For instance, it would make no sense to cover the war in Iraq on just a national/international basis without reporting the local story: soldiers who have been shipped to Iraq, the families they have left behind, people's feelings about the board.
It would also make no sense to cover a national presidential election without telling what the vote was in this area. The coverage of the flu vaccine story also fits into this category.
But so many times, it has been such illuminating stories as "How will the drop in the prime interest rate affect you," or "how easy is it to get Viagra in this area."
That is why it was so surprising this week when The Joplin Globe and other area media outlets dropped the ball on the Sears/K-Mart merger. The Globe ran its story on an inside business page with just a smattering of localized material dropped into the wire story. The reporters covered their bases diligently, attempting to talk to representatives from Northpark Mall in Joplin and Meadowbrook Mall in Pittsburg about the merger. No one said much.
It is quite possible that these stores will remain unaffected by the merger, though I doubt it.
The Globe article made no mention of widely circulated reports that indicate Sears will begin divesting itself of most of its mall locations in favor of stand-alone stores, many of them currently occupied by K-Mart.
Of course, K-Mart no longer has a presence in the Joplin area, which surprisingly was not even mentioned in the report.

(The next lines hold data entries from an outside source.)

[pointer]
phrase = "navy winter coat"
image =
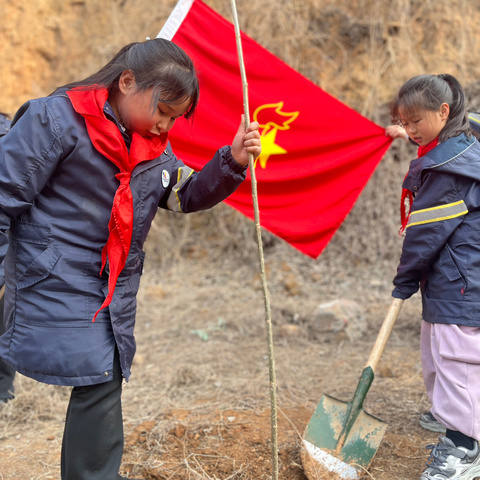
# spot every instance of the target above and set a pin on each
(56, 195)
(441, 249)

This was one time readers needed to see a localized story, probably on page one. Will this have an affect on the area. What has been the history of both companies in the Joplin area. What have the trends been in shopping in this area during recent years. Let's get the representatives of the area business groups on the record. How about a talk with local financial experts. What will this mean for the Sears store on the mall? What will this mean for Sears and K-Mart stock? Could a standalone Sears store eventually be another option for the former K-Mart property at 17th and Range Line? How about a look back at what happened to Northpark Mall following the departure of previous anchor stores at the mall, including Montgomery Ward? This was a big story for national and for area business.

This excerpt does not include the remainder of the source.